The payment was supposed to be kept secret, so that Duffy could pretend that he repaid the expenses himself. Harper later condemned the plan as a public “deception,” but one that he insists only involved Duffy and Wright.

This position is now contradicted by a heap of evidence presented to the court. It recently emerged that a half-dozen others in the prime minister’s office and the Conservative Party all knew of the party’s original intention to repay Duffy’s expenses, and some also knew that Wright ultimately paid.

That includes Ray Novak, Harper’s present chief of staff, who has been placed right in the thick of the scandal. This raises the obvious question of why the prime minister sacked Wright for deceiving the public, while Novak has stayed on. And it makes it that much more difficult to believe that Harper knew nothing about the secret payment to Duffy, as he has long insisted, when Novak, Harper’s top aide, election director and longtime personal friend, was closely involved with the decision.

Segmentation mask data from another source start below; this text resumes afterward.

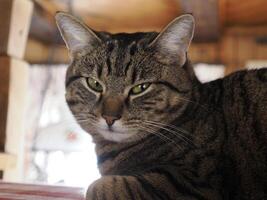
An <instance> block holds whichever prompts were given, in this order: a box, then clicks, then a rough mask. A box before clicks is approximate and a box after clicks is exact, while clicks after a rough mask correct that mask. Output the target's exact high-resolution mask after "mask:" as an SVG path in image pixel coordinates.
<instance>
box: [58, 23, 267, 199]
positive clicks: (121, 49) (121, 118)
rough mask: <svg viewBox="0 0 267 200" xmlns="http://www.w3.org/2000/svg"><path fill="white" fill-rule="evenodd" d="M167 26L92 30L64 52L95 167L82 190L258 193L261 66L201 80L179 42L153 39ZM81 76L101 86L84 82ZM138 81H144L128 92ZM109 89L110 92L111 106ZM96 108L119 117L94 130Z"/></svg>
mask: <svg viewBox="0 0 267 200" xmlns="http://www.w3.org/2000/svg"><path fill="white" fill-rule="evenodd" d="M71 19H72V18H71ZM183 23H186V24H187V22H186V21H183ZM176 25H177V24H176ZM187 25H188V24H187ZM70 26H71V25H70ZM172 26H174V25H173V24H171V25H169V26H168V27H167V29H164V31H163V32H161V33H160V34H157V33H134V34H114V35H112V34H109V33H98V32H95V34H96V35H91V36H90V37H93V38H87V39H86V41H90V46H87V45H84V47H83V48H82V49H80V50H79V51H77V45H76V46H75V47H76V49H75V50H76V51H75V52H72V63H71V65H70V67H69V68H68V72H67V78H66V100H67V102H68V105H69V107H70V109H71V111H72V112H73V114H74V116H75V117H76V119H77V121H78V123H79V124H80V125H81V127H82V128H83V129H84V130H86V131H87V132H88V133H90V134H91V135H92V136H93V140H94V142H95V143H96V153H97V157H98V166H99V170H100V172H101V174H102V178H100V179H99V180H97V181H96V182H94V183H93V184H92V185H91V186H90V187H89V189H88V192H87V199H88V200H105V199H108V200H125V199H137V200H139V199H140V200H156V199H163V200H165V199H166V200H168V199H169V200H176V199H183V200H194V199H198V200H202V199H203V200H204V199H210V200H220V199H231V200H232V199H233V200H238V199H255V200H263V199H266V198H267V194H266V191H267V69H261V70H252V71H240V72H237V73H234V74H231V75H229V76H227V77H225V78H223V79H218V80H215V81H213V82H209V83H205V84H201V83H200V82H199V81H198V80H197V78H196V77H195V75H194V73H193V70H192V66H191V64H190V62H189V60H187V61H186V62H184V61H183V62H182V59H181V58H182V57H183V56H184V55H186V47H185V46H184V47H183V48H184V49H183V50H182V51H181V52H180V53H179V55H177V57H174V56H173V55H172V51H170V49H167V50H168V53H167V51H166V49H165V48H168V47H165V48H163V46H162V41H161V43H158V41H157V40H158V39H157V38H158V37H159V36H161V35H163V36H164V33H166V31H167V32H168V30H169V29H170V28H172ZM181 26H182V24H180V25H179V27H180V28H181ZM59 27H60V28H62V26H61V25H60V24H59ZM187 27H190V26H189V25H188V26H187ZM75 30H76V31H77V29H75ZM61 32H63V34H62V36H63V37H64V38H65V41H66V40H68V38H67V37H68V36H66V35H64V34H66V33H64V31H62V30H61ZM180 32H181V31H180ZM170 33H172V32H169V34H170ZM178 35H179V34H178ZM163 36H162V37H163ZM95 37H97V38H98V39H97V41H99V40H101V43H98V45H95V44H96V43H94V42H92V43H91V41H93V40H96V38H95ZM66 38H67V39H66ZM163 38H164V37H163ZM164 39H165V40H166V38H164ZM167 39H168V38H167ZM173 39H175V38H172V40H173ZM159 40H161V38H160V37H159ZM155 41H156V42H155ZM183 41H186V40H183ZM66 42H68V41H66ZM154 43H156V44H157V45H151V44H154ZM189 43H190V42H189ZM189 43H188V45H189ZM68 47H69V48H70V50H71V47H70V45H68ZM181 48H182V47H181ZM164 52H165V53H164ZM177 58H178V59H177ZM89 76H90V77H94V78H96V79H97V80H99V81H100V82H101V84H103V85H104V90H103V93H101V94H98V93H96V92H94V91H92V90H91V89H90V88H88V85H87V84H86V77H89ZM142 82H149V83H151V86H150V87H149V89H147V90H146V91H145V92H144V93H142V94H141V95H136V96H133V95H130V93H129V88H132V87H133V86H134V85H136V84H139V83H142ZM109 98H111V99H116V101H112V106H111V104H109V103H107V99H109ZM116 102H117V105H115V107H116V108H117V109H114V103H116ZM103 105H105V106H103ZM109 105H110V108H109ZM111 107H112V109H111ZM106 109H108V112H109V113H110V112H116V113H118V112H119V113H120V114H121V118H120V119H119V120H117V121H116V122H115V123H114V130H113V131H110V132H105V133H103V131H102V129H99V126H100V125H101V123H100V122H101V120H102V122H103V123H104V120H103V119H102V117H101V114H102V113H103V112H107V110H106ZM110 109H111V110H112V111H110ZM114 110H116V111H114ZM102 125H103V124H102ZM102 125H101V127H103V126H104V125H103V126H102ZM117 129H118V133H120V134H118V135H119V136H116V132H117ZM121 130H123V132H120V131H121ZM105 134H109V135H108V136H107V135H105ZM128 135H129V137H128ZM118 138H119V139H118Z"/></svg>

No wonder Harper doesn’t want to discuss the subject. Instead, he has offered a series of evasions to the questions that have dogged him this week on the campaign trail. He “disagrees with the premise” that Novak was involved in the affair, and continues to insist that Wright and Duffy alone share the blame.

Try squaring that with what Benjamin Perrin, a former lawyer for the prime minister, first told RCMP in Feb. 2014, and elaborated upon in court this week. Perrin told the police that, during a crucial telephone call in which Wright told Duffy’s lawyer that he would personally pay the senator’s expenses, Novak was a participant.

Wright and Conservative Party spin doctors had earlier downplayed any role Novak may have played in this matter. They say he was only briefly involved with the call in question and missed the pivotal moment, and that he never read an email that further described the plan. But in Perrin’s description to police, Novak’s involvement in the decision was “black and white,” as Canadian Press reported this week.

“Ray was also there on the call when Nigel Wright said to Janice Payne he would do it, and Ray Novak also received an email, which you have, where Nigel says I’ll be providing my cheque,” Perrin told Sgt. Greg Horton.

“Ray was in that meeting, and Ray heard this, and I remember looking at Ray to see his reaction.”

It’s hard to imagine why Perrin, who worked for the prime minister at the time, would misrepresent all this to police. And if you believe Perrin, the prime minister’s alibi - that he was in the dark about the whole affair - begins to unravel.

The public still doesn’t have Novak’s side of the story. He’s suddenly nowhere to be found. But if Novak knew, how likely is it he wouldn’t tell Harper? Such a scenario would be “unfathomable,” in the words of Harper’s own spokesman, Kory Teneycke. He offered those words last week in an effort to downplay Novak’s involvement. (“I’ve known Ray for 20 years. It’s unfathomable that Ray would be aware of a payment from Nigel to Mr. Duffy and not tell the prime minister,” he said.) But now that Perrin’s testimony and emails clearly put Novak in the middle of the picture, they take on new meaning.

Put it all together - it’s “black and white” that Novak knew about plans to pay Duffy, and it’s “unfathomable” that Novak wouldn’t pass this information along to Harper - and it’s hard to avoid the conclusion that Harper was a part of what he himself calls a “deception” of the public.

And the whole scheme involved a lot more than the prime minister’s former top aide cutting a $90,000 cheque for the cooperation of an elected official. Thanks to the trial, we’ve also recently learned, among other things, that the prime minister’s staff also tried to shut down a supposedly confidential audit, and to rewrite a Senate report so that Duffy didn’t appear to be at fault.

None of this can be good for somebody running a federal election campaign framed on trust.